Sometimes, Indian parents are known to pressurize their gay sons to marry, and continue having male lovers on the side if need be. Immortality though continuing bloodlines and grandchildren almost always takes precedence over the child's personal choice and happiness. Does Siddhant feel a similar pressure? He says, 'I'm not concerned about never having my own children. If my future partner wants a child, we will probably adopt. If she really wants to have her 'own' baby, I'm okay with an anonymous IVF donor.' The question of family inheritances and legacies often arises.. When a transman transitions from female to male, his brother could be threatened that another male heir has suddenly appeared on the scene. A transman is a nightmare to a male sibling, his wife and children. Even if the transman adopts a child and starts his own family, the biological children of his brother would be more favored by aging parents who see their own immortality in these 'blood’ grandchildren. Sometimes even close family members like aunts who support you through your transition could tell you things like, 'Even if you adopt, that child is an outsider and not from this family bloodline. Your brother's son is the actual blood heir so let the parental house nomination be in his name.'

Fortunately, there are supportive parents who are concerned that their trans children could be abused and thrown out of the house by greedy siblings once the parents have passed away. It's all very complicated.

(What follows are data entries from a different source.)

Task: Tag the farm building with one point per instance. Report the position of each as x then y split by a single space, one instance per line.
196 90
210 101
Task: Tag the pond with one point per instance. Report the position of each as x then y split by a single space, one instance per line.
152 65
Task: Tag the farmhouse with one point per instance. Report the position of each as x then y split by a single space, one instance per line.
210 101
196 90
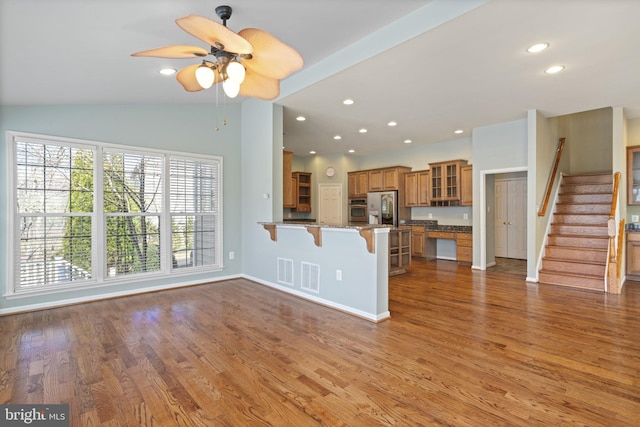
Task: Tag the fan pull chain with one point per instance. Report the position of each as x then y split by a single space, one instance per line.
217 124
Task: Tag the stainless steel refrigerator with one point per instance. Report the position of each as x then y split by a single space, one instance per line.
383 207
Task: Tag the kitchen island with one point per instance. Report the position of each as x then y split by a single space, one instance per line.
343 267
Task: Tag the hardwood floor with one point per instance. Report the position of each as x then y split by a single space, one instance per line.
462 348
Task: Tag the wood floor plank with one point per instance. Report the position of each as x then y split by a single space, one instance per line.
462 348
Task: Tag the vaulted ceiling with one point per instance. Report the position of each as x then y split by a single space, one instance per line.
469 69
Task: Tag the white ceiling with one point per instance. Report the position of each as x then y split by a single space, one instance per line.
470 71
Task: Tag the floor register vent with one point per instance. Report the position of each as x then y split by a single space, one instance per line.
311 277
285 271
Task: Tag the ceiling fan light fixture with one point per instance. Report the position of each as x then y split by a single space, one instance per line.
231 88
236 72
205 76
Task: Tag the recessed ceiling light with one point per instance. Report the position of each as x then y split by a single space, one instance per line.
554 69
538 47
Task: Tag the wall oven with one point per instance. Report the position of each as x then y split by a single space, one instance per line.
358 210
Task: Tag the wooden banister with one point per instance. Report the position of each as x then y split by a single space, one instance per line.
552 178
614 199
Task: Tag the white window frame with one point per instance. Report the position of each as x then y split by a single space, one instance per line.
98 252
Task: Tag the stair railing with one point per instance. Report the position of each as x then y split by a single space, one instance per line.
552 177
615 235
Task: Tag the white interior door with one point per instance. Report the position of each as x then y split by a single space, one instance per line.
517 219
330 201
501 217
510 215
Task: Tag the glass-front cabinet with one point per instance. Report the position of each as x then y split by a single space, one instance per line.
633 175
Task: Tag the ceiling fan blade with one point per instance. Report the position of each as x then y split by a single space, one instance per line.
211 33
174 52
187 78
271 57
259 86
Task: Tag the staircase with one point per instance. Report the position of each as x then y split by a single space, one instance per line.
576 251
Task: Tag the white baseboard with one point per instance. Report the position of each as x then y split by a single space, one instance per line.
91 298
350 310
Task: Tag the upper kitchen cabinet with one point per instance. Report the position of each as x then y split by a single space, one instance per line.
466 185
633 175
387 178
358 184
288 181
303 191
416 189
445 185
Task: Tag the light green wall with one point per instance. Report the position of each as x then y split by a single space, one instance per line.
590 141
496 149
183 128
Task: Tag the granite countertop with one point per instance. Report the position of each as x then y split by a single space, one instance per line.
432 225
361 226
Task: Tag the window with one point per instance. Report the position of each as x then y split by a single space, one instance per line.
93 214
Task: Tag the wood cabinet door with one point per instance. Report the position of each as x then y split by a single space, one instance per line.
363 183
352 182
376 180
423 188
633 254
435 186
417 244
633 175
390 179
288 200
411 189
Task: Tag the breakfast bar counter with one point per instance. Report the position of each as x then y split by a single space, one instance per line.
345 267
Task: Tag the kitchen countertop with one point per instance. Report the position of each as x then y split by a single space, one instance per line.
432 225
361 226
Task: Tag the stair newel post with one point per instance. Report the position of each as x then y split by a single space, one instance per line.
615 251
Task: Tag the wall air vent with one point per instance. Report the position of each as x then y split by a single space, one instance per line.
285 271
310 277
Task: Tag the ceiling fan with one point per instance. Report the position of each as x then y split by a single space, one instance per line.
248 63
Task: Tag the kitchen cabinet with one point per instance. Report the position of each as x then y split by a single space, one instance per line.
633 175
358 183
303 191
464 244
633 256
464 247
288 181
416 188
399 250
444 183
417 241
466 185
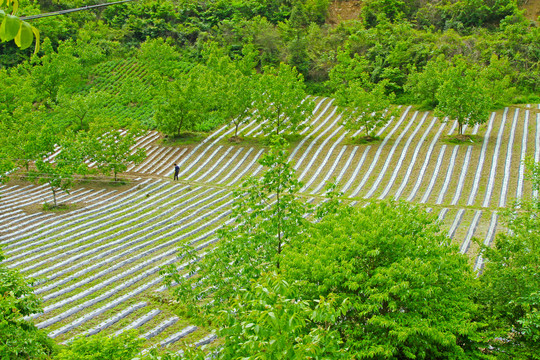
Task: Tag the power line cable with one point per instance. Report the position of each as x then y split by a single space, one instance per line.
67 11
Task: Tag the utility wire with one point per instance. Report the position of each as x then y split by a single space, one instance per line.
62 12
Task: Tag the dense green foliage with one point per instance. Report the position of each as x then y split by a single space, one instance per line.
101 347
510 286
281 285
20 339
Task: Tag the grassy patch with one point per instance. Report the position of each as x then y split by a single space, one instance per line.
51 208
60 207
364 139
462 139
262 141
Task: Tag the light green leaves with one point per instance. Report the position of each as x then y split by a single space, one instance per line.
13 28
10 27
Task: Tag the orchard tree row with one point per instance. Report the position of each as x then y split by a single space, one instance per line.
397 38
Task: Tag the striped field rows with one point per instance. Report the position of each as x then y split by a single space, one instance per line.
97 267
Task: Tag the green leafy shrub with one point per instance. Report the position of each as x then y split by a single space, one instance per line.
102 347
20 339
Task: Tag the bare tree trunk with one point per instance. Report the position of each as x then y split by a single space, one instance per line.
54 195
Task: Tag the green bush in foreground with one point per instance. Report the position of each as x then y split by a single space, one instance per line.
20 339
102 347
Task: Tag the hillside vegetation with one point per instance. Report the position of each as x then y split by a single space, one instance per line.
345 181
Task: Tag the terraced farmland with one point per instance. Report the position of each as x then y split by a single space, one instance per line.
98 266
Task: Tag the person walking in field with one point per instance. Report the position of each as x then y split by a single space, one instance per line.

Making changing from female to male formal

Siddhant announces proudly that he now has an Indian passport with MALE written on it. This is his first passport. He explains, 'I first made an affidavit that I changed my gender and have become Siddhant More. My doctor had given me a certificate after my surgery stating that I could be considered as ‘male’. I attached newspaper clippings regarding my name change, and submitted the documentation at the passport office. I got my passport after five months. My Election Card, Adhaar Card and Pan Card are all MALE too. I just can't change my education certificates where my name is the female birth name. That's irreversible.’

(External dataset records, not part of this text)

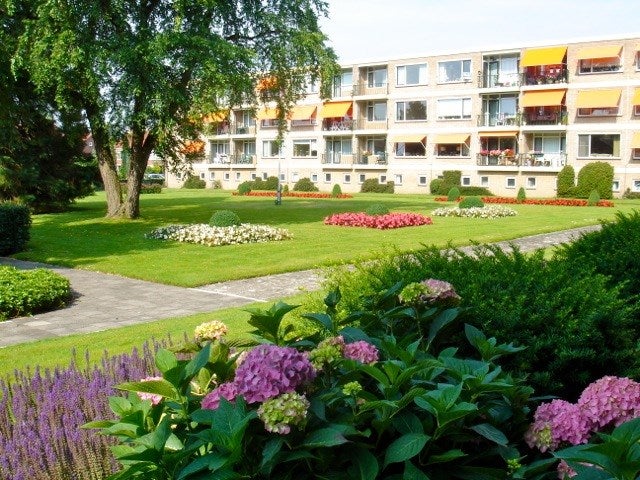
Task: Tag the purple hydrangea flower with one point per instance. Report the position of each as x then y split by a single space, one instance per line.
361 351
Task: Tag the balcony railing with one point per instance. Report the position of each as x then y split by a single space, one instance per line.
531 159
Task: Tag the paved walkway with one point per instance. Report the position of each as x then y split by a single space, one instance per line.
103 301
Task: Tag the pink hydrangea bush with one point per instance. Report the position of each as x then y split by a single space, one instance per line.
381 222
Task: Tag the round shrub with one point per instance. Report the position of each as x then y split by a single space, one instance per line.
244 188
194 182
377 209
453 194
26 292
224 218
471 202
305 185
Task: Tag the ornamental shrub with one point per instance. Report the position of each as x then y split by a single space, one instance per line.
224 218
27 292
453 194
194 182
244 188
377 209
15 222
471 202
566 182
595 176
305 185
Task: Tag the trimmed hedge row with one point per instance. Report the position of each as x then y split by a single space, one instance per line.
26 292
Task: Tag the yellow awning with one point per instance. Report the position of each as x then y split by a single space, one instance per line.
542 98
452 138
510 133
543 56
335 109
599 98
609 51
410 138
267 114
302 112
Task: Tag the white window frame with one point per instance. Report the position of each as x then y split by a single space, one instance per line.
465 76
464 110
401 75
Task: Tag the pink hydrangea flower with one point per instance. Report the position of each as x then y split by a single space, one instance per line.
361 351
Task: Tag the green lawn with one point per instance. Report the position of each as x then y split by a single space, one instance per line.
83 238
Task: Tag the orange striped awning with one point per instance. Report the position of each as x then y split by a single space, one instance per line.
543 56
599 98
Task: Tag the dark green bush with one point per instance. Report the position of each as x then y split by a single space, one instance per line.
575 324
566 182
377 209
595 176
192 181
244 188
26 292
15 221
471 202
453 194
305 185
224 218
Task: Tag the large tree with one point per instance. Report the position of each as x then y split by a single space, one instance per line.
146 72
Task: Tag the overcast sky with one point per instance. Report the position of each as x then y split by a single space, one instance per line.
362 30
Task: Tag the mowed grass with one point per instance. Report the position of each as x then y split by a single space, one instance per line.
84 238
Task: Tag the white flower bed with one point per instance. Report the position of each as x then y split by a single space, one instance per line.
204 234
490 211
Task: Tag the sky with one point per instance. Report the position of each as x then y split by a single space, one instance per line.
363 30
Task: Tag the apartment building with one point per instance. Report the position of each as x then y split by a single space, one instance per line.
506 119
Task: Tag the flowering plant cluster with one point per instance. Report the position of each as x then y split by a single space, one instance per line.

Siddhant says, ‘Luckily, I changed my official documents during the time of the path-breaking 2014 NALSA judgement by India’s Supreme Court which gave Indians the right to choose their gender without doing sex reassignment surgery. Transgenders were given recognition in government forms and an option for ‘Transgender’ was added to ‘Male’ and ‘Female’. The current proposed Transgender Rights Bill of 2016 however takes away a transperson’s right to self-determination of gender identity. According to the bill, a transgender is someone who is neither wholly female nor wholly male, or a combination of male or female, or neither male nor female. How could they get the basic definition of ‘transgender’ so wrong? Also, a team of doctors and professionals will decide who qualifies as ‘transgender’. Hopefully this bill will be amended.’

Transmen in policy-making

Siddhant says, ‘Whenever laws and bills are passed regarding transgender rights, transmen are almost never called to the discussion table. Not once, have I been called, nor am I aware of other transmen who've been invited to sit with policy-makers. It's as if the word 'transgender' in the Indian context is exclusively reserved to hijras and transgender women. 

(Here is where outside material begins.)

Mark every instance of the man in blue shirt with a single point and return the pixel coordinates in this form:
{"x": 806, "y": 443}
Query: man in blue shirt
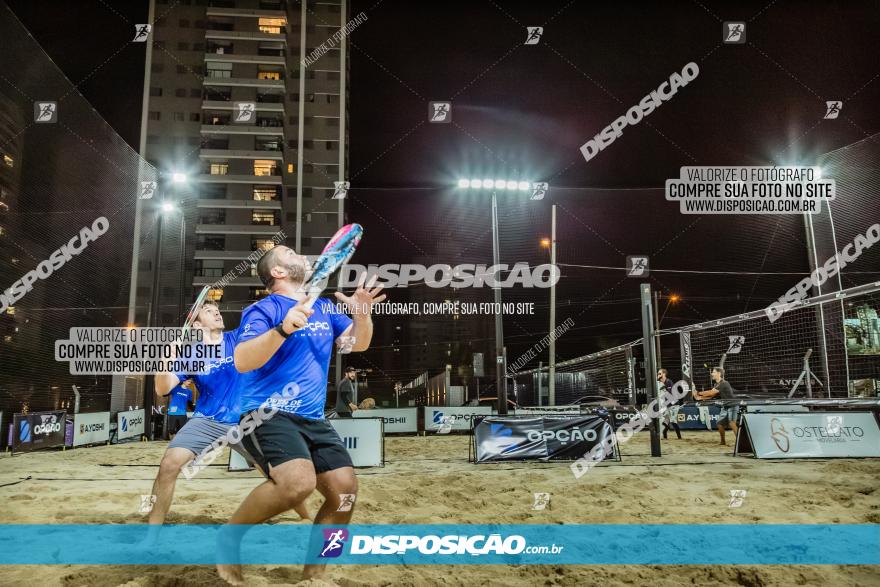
{"x": 216, "y": 412}
{"x": 285, "y": 345}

This isn’t all. I've been intimidated at transgender consultation meetings where hijras (trans women) have said I had no right to be there since my official documents state 'Male' and not 'Transgender'. They assume I’m ashamed of the 'transgender' label and wish to disappear into the male species. Transwomen who can easily pass for females aren’t spared either, and are considered traitors. So what can I, a transman expect? Sometimes I feel I am in ‘No Man's Land’.

It appears like the Indian transman has much distance to cover when it comes to achieving personal happiness, safety and financial security. Siddhant was born into a privileged family in cosmopolitan Mumbai but can all of India's transmen claim the same?

Will this society allow for them to blossom and realize what they were meant to be? Or will they forever be considered transgressors who left behind their female bodies in a rejection of the CIS hetero-patriarchy?